= Rees Hopkin Rhys =

Welsh industrialist (1819–1899)

Rees Hopkin Rhys (19 March 1819 – 1899) was an industrialist, landowner and prominent local government figure in the Aberdare area for much of the nineteenth century.

Rhys was born in Llwydcoed and from an early age showed an interest in public affairs. In 1847, he lost his sight after an accident at Dowlais works where he was conducting experiments with "gun cotton".

==Public life==
Following his accident, Rhys devoted much of his time and energy to public life and became a highly respected figure in the Aberdare Valley, even among those of opposing political views.
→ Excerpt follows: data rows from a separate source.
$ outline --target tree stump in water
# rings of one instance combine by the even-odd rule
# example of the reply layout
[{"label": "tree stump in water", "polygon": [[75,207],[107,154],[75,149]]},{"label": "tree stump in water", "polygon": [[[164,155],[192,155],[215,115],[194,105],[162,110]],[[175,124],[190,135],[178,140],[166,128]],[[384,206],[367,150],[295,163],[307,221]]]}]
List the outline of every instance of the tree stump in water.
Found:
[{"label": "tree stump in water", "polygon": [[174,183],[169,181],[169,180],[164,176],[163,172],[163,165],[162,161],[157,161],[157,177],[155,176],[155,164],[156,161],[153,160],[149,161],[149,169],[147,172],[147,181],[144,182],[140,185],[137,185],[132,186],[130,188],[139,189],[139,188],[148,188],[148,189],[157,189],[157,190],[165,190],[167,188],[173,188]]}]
He was involved with a number of public improvements in Aberdare, including the development of Aberdare Park, for which he donated the land.

In 1846 he became one of the three members representing Aberdare on the Merthyr Tydfil Board of Guardians in the 1840s and was chairman from 1880 to 1887. For many years he chaired the Assessment Committee, and was also involved in the industrial schools movement. In 1884 the Guardians unveiled a marble bust of Rhys, prepared by Thomas Brock, which was placed in the committee room.

Rhys was best known in local government as a member of the Aberdare Local Board of Health from its formation in 1854, serving as its chairman from the 1860s until its abolition. As a member of the Local Board, Rhys was instrumental in securing land from the Charity Commissioners where the Aberdare Public Park was developed, and also land for the municipal cemetery. He was also prominent in the development of the water and sewerage schemes for Aberdare. He also served as a member and chairman of the Aberdare Burial Board.

Similarly, he was a member of the Aberdare School Board from 1874 and served as its chairman from 1877 until 1898. As an educationalist his activities ranged from advocating industrial schools to take children out of the workhouse to his membership of the Governors of the University College Cardiff.

Rhys was made a county magistrate for Glamorgan in 1867 and at the time of his death he was the longest serving member of the bench. In 1889 he became an inaugural member of Glamorgan County Council, after a close contest with Griffith George, a prominent Liberal in Aberdare. During that contest, Rhys received the public support of Lord Aberdare. This, in turn, led to an attack on Rhys's record as a magistrate and guardian of the poor in the columns of the radical journal, Baner ac Amserau Cymru. He remained a member of the county council until his death.

In 1894 he became an inaugural member and first chairman of the Aberdare Urban District Council. In 1898, in recognition of his long public service, and to mark the onset of his eightieth year, Rhys was presented with a testimonial and a gift of a thousand guineas.

At the time of his death Rhys was described as a moderate liberal who took little interest in national politics and concentrated on his work on local public bodies. In reality, however, he inclined towards the Conservative Party and supported William Thomas Lewis as Conservative candidate for Merthyr Boroughs at the 1880 General Election, having led the deputation to request him to contest the seat against Henry Richard and C.H. James.

Rhys was a Unitarian by upbringing, which reflected his family connections with Hen-Dy-Cwrdd, at Llwydcoed. He did, however, grow distant from these connections in his later years.

Rhys died in 1899, aged 81. He was buried in the family grave at Penderyn.